The county also has taken steps to avoid the conversion of commercial and industrial land into residential use because of the county board’s desire to provide jobs closer to home for its residents.
As it stands now, about seven out of 10 of Pasco’s workers commute to another county for their job.
The board has been trying to change that, through its protection of commercial and industrial sites.
Board members had plenty to say about the Live Local law, during their June 20 session.
Shawn Foster, the county’s lobbyist from Sunrise Consulting, said he’s already discussed the pre-emption portion of Senate Bill 102 with State Sen. Ed Hooper, who said he would like to meet with the county about its concerns about the potential implications it has on the county’s economic development projects.

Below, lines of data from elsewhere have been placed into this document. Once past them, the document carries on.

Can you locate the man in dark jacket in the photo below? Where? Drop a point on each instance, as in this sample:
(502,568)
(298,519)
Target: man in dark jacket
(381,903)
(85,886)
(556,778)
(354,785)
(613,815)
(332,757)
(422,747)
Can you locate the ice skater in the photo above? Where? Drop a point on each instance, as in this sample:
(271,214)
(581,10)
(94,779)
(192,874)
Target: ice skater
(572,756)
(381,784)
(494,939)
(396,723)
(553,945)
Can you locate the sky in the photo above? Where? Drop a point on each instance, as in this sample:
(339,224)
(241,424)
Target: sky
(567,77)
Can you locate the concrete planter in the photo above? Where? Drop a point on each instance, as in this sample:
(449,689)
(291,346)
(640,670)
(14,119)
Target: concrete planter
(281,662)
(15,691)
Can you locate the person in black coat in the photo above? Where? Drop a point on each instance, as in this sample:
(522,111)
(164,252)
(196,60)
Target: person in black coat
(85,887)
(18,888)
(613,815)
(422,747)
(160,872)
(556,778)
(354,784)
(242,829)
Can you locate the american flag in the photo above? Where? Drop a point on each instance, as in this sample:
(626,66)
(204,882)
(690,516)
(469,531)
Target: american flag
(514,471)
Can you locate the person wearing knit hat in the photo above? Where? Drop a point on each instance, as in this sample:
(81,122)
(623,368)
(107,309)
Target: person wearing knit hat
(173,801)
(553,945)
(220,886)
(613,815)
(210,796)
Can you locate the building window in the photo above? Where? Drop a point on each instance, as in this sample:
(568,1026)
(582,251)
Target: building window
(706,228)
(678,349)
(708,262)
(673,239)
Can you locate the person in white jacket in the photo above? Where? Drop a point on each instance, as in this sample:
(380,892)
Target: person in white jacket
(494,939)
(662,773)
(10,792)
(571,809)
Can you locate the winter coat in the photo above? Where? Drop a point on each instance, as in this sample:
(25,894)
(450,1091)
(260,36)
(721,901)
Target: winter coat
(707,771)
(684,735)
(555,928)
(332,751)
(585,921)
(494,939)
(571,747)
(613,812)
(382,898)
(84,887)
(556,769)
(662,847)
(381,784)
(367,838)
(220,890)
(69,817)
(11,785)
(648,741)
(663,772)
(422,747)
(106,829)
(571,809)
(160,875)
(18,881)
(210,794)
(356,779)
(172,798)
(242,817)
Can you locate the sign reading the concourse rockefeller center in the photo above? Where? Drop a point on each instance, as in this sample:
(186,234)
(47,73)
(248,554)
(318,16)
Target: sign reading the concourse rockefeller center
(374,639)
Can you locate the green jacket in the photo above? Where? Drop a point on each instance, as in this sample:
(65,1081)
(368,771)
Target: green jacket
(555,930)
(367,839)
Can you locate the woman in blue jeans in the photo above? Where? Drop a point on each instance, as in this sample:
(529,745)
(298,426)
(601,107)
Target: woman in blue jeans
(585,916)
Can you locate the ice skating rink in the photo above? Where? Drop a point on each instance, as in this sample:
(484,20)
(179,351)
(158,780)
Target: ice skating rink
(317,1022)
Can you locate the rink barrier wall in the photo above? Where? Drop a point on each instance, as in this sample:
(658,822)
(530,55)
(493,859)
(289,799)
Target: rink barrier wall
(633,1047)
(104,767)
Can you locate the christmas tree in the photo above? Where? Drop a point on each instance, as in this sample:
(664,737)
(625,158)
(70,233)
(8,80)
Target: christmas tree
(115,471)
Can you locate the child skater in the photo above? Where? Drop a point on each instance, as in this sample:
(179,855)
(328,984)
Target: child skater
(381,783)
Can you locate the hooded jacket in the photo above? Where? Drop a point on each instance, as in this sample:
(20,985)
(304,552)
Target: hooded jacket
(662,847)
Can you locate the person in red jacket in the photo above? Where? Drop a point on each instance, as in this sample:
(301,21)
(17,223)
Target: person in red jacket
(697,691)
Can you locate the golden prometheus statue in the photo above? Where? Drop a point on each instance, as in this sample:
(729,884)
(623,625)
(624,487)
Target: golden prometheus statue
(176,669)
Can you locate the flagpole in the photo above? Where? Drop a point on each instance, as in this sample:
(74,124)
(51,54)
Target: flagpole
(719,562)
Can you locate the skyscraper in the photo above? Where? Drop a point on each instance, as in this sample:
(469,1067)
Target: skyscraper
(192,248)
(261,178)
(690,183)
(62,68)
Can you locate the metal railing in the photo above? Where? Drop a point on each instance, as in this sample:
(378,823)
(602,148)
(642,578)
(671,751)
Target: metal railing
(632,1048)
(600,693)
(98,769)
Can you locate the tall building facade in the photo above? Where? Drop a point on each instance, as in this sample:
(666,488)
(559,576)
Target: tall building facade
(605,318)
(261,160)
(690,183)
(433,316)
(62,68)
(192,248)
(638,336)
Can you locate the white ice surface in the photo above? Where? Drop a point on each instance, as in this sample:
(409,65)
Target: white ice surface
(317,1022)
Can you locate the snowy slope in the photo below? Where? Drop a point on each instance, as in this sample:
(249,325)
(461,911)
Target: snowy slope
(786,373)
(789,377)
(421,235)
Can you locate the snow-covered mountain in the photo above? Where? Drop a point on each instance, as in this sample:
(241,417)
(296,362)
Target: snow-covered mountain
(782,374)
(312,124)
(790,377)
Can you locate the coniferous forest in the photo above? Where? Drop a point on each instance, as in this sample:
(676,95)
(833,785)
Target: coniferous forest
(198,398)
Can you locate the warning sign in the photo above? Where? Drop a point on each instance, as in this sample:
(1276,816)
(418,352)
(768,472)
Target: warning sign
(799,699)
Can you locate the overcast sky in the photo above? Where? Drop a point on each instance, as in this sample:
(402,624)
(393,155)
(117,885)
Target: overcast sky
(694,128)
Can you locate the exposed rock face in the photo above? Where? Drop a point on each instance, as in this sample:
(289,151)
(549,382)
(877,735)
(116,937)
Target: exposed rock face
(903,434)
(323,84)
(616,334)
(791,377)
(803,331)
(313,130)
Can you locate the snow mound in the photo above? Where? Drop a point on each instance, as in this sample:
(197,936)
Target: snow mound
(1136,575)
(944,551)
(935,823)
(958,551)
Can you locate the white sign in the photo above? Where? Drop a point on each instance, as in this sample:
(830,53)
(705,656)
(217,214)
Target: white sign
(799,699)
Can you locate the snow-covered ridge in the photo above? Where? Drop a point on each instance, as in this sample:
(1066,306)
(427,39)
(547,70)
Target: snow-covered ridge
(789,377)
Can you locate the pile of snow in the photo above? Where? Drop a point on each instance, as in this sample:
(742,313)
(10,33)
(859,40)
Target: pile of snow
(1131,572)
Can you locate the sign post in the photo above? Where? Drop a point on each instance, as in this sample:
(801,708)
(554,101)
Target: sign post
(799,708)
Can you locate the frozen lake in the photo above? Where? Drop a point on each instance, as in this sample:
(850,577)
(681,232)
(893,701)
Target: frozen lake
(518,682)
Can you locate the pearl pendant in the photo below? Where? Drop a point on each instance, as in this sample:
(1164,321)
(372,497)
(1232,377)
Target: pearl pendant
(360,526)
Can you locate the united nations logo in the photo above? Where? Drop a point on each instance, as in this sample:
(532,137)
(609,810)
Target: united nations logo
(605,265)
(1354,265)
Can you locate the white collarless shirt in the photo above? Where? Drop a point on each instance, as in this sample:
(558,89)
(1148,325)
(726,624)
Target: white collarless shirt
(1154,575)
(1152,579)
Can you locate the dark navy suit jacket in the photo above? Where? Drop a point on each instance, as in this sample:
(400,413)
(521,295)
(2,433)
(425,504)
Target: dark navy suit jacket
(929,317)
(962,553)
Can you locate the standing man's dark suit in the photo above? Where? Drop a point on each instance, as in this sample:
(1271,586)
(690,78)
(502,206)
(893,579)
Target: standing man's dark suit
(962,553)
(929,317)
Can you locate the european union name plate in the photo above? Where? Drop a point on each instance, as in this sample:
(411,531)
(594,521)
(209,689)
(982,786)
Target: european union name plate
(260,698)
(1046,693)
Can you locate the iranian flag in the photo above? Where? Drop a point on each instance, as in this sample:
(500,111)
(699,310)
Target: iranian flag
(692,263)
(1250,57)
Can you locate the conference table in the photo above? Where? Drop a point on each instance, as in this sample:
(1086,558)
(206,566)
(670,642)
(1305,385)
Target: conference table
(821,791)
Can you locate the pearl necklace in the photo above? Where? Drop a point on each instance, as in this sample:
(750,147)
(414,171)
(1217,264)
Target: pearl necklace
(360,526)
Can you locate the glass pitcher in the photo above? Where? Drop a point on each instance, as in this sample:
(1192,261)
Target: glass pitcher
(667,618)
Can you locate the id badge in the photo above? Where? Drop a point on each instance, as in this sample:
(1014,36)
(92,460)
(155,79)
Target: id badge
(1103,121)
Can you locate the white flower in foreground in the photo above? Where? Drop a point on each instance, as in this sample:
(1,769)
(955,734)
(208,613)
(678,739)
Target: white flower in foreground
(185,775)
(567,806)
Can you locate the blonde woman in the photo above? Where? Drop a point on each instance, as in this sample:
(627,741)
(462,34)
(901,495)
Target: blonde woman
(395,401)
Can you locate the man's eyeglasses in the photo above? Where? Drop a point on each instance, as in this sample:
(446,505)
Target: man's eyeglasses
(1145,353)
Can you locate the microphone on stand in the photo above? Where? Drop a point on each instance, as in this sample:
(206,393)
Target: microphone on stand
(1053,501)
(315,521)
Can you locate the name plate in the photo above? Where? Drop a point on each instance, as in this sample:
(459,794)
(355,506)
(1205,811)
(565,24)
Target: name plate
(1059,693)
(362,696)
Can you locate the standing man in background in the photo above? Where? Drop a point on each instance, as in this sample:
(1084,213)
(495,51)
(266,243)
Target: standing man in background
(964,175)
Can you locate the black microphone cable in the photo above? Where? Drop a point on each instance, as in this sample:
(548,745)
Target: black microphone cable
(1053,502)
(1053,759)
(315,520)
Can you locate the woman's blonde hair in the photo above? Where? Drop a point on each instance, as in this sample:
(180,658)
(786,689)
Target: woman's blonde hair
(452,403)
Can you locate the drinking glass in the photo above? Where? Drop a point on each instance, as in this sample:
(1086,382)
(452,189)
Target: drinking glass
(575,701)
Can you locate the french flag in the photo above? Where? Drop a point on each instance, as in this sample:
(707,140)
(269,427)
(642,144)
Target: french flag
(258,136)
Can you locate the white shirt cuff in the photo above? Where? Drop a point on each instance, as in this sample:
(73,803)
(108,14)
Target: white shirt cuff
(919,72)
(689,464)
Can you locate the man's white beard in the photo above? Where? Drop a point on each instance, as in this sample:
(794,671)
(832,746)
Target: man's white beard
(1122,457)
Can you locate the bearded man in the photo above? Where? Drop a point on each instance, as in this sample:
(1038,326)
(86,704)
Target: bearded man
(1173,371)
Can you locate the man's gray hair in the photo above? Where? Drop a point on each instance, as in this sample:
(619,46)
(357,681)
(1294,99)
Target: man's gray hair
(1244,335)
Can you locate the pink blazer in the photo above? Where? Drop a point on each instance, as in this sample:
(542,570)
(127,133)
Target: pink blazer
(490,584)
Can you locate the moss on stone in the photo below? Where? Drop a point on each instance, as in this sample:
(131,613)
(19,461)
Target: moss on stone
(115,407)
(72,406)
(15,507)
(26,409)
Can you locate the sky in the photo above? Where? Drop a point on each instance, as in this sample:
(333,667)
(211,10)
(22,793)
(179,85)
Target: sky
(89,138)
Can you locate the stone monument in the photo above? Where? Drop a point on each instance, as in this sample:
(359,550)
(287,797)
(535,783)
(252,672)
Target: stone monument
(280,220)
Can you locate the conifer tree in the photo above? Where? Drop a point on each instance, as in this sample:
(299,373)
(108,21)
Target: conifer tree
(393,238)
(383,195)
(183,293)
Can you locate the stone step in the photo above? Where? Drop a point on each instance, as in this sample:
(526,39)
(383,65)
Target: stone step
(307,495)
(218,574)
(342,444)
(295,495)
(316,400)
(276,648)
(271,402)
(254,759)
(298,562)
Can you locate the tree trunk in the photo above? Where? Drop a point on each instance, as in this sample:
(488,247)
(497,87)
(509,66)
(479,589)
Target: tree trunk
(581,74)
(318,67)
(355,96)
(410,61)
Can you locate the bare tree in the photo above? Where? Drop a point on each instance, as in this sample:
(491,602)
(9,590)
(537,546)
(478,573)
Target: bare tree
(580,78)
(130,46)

Pasco County Commissioner Seth Weightman said, “We know we’re housing-rich and jobs-poor.”
David Goldstein, the county’s chief assistant county attorney, said “I think when Senate Bill 102 was originally proposed, it was sort of done as a one-size-fits-all, but I’m not sure it really is appropriate for certain counties.
He said it doesn’t make sense to him to apply Senate Bill 102 to counties that have a poor ratio of jobs to housing.
Weightman said he’s aware of three projects that already have set their sights on converting general commercial parcels into multifamily developments, under provisions of the Live Local bill.
They represent a total of 786 units.
“They’re not blighted areas. They’re not areas of redevelopment. They’re prime time areas,” Weightman said.
He’s concerned that the county has no control over this type of development, making it much more difficult for the county to plan to handle the developments’ traffic and other impacts.
“How we are going to go about managing these things and how we go about budgeting, especially since they’re tax-exempt.” Weightman said.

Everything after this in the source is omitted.